Although many of us have shifted our consciousness into this new way of being, virtually all of us are compelled to engage in various ways with the lingering infrastructures of the old economy. Thus, in order to make the new economy a living reality, we have to envision the transitional steps between old and new, and mobilize our energies around making those transitions today.

The shift in consciousness and behaviour is actually the first and most important step. We need to liberate ourselves from the hamster wheel, discover our innate gifts and learn how to communicate our offering of these gifts to the world. We need to stop chasing the carrot of endless economic growth and advancement, consciously determine what our actual needs and desires are, and communicate these needs in a straightforward and self-empowered manner. Above all, we need to stop the cycle of consumerism, and build a life that is truly in alignment with our purpose here on this divine planet. These are the living foundations of the new economy.

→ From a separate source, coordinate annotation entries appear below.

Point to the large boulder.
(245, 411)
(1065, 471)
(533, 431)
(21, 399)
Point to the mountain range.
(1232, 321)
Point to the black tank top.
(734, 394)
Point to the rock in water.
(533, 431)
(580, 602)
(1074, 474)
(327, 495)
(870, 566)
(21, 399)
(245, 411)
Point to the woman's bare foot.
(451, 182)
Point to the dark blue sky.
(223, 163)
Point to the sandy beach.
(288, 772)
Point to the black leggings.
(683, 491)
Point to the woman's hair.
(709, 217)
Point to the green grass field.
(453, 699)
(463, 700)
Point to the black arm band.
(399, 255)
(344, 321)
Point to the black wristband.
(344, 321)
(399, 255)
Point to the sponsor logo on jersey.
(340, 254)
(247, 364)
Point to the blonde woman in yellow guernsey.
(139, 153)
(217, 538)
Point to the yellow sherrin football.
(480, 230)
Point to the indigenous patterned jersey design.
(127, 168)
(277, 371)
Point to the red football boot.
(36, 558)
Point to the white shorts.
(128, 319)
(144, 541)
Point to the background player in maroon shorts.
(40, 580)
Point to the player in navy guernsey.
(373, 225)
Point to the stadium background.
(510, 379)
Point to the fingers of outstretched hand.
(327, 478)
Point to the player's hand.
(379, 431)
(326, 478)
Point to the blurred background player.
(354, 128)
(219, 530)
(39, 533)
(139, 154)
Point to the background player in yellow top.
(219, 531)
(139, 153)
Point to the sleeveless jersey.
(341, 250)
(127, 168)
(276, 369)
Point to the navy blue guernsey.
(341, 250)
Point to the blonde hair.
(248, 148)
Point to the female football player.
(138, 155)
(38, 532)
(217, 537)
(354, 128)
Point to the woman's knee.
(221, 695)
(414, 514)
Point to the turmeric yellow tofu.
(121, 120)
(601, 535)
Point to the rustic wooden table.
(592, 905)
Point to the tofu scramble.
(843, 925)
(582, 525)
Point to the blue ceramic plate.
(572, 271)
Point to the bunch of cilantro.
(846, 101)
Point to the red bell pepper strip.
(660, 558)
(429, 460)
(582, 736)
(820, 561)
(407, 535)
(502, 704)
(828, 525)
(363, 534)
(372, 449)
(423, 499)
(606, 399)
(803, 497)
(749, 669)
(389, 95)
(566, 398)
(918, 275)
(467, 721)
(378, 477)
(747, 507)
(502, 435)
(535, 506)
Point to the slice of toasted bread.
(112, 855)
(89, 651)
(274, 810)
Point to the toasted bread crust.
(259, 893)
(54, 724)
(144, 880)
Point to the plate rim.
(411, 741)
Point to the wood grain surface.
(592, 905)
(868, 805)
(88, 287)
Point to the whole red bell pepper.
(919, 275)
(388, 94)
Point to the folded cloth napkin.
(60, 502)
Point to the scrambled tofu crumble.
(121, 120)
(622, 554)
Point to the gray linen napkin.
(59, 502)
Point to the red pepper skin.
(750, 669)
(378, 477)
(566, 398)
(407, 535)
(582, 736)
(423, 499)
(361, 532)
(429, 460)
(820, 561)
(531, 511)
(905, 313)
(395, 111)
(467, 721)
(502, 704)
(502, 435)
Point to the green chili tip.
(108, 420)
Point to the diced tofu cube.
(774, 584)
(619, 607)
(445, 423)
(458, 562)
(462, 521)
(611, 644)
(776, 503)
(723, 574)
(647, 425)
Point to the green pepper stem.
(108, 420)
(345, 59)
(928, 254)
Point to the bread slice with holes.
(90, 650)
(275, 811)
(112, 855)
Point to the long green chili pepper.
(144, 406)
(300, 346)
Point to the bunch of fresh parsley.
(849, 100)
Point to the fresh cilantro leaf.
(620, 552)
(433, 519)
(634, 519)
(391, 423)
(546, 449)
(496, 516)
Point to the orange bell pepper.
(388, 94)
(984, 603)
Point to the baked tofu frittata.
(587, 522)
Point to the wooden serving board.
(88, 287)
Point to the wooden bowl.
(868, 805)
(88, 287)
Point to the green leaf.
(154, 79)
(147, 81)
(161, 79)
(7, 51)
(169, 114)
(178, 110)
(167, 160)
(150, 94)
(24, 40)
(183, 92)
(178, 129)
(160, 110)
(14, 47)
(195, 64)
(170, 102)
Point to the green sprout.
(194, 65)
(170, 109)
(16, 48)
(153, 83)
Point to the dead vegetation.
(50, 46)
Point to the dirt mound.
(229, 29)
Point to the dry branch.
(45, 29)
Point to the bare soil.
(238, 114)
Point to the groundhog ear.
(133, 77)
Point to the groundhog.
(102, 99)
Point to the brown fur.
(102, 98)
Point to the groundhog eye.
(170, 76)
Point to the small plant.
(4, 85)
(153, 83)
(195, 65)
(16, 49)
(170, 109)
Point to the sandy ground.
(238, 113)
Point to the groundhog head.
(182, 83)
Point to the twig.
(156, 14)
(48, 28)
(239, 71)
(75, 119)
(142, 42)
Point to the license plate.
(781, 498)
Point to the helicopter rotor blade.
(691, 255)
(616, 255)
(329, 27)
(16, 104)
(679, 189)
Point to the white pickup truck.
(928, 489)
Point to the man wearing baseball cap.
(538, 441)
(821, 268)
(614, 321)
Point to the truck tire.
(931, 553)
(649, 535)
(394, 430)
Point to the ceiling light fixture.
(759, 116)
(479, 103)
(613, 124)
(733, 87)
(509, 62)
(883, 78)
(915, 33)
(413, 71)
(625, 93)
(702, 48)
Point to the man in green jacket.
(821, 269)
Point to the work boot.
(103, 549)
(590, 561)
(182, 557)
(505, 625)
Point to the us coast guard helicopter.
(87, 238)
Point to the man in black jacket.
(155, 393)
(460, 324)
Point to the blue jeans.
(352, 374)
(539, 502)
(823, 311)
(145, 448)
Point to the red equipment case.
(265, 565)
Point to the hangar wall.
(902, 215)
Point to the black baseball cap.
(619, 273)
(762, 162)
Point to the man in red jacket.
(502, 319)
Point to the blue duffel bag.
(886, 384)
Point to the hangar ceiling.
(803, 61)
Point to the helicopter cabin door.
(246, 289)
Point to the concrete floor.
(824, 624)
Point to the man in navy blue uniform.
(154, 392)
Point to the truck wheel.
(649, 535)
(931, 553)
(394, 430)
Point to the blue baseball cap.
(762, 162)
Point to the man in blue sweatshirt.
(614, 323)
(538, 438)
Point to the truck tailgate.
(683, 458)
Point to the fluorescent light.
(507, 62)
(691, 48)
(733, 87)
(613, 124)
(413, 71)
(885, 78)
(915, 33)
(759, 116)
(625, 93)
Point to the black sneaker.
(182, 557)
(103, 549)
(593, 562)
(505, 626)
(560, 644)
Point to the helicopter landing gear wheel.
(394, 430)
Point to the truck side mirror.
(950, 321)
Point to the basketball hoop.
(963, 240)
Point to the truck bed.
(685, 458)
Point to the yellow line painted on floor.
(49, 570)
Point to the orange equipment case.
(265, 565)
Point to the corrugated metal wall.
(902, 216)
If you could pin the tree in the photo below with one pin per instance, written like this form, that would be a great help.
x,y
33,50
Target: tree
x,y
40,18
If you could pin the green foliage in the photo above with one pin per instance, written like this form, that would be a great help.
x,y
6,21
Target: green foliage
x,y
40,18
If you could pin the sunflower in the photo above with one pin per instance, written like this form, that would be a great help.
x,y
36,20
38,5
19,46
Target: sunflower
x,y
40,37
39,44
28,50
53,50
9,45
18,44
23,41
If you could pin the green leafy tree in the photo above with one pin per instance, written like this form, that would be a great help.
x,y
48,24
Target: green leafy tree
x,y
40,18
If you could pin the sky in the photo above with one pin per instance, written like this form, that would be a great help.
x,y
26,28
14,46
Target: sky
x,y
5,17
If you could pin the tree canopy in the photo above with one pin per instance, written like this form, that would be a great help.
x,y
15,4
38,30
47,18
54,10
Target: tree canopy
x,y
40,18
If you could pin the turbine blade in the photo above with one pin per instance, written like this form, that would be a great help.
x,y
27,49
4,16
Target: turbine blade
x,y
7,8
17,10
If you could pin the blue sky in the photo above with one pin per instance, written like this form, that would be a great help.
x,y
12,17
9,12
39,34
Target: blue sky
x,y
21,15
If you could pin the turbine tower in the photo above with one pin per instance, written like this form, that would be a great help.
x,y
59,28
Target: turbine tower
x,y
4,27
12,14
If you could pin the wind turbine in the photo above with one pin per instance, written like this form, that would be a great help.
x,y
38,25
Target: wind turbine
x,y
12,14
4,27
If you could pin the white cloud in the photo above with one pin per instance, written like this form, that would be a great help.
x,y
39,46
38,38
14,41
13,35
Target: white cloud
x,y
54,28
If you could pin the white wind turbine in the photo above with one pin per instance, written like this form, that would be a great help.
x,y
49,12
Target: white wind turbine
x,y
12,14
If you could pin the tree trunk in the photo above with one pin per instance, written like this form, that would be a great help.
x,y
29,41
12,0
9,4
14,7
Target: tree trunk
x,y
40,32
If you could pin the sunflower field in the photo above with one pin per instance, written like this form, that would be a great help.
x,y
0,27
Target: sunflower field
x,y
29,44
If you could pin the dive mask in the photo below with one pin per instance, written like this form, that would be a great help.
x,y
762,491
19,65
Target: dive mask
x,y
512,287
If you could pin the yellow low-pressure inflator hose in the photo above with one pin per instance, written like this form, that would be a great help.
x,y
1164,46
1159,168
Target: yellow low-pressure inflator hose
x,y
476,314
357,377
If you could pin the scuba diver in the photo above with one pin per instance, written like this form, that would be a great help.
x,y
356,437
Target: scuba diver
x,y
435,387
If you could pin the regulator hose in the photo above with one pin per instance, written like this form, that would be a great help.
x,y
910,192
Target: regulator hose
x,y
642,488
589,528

But this in itself is not enough. So long as we continue to enable central banking currencies, we are in fact not making money, but feeding a malignant tumor which continues to suck the life out of the planet at an ever accelerating rate. We must insist that our governments reclaim the money supply from central banks (through initiatives such as positivemoney.org), and simultaneously create, promote and participate in alternative currencies, lending communities and pure gift economies (see New Economy Coalition for examples). Ultimately, the new economy will lead us towards a moneyless society—or at least to such a profound transformation of money that we no longer recognize it as such. Along the way, transitional currencies and the transformation of mainstream currencies will play an important role. Most importantly, “we the people” need to reclaim our inherent right (as living beings) to issue money directly, purely for the sake of making unhindered communications about our authentic values.

Making money in the new economy is inseparable from the making of the new economy, and this involves both an inner and an outer transformation of money and our relationship to it. Abundance in the new economy means everyone does work they love, and has everything they need to do the work they love. Money in the new economy is the communications tool that allows this to happen. Redefining our relationship to money means redefining money, creating new money and using it to fulfill ourselves in a global economy of mutual abundance.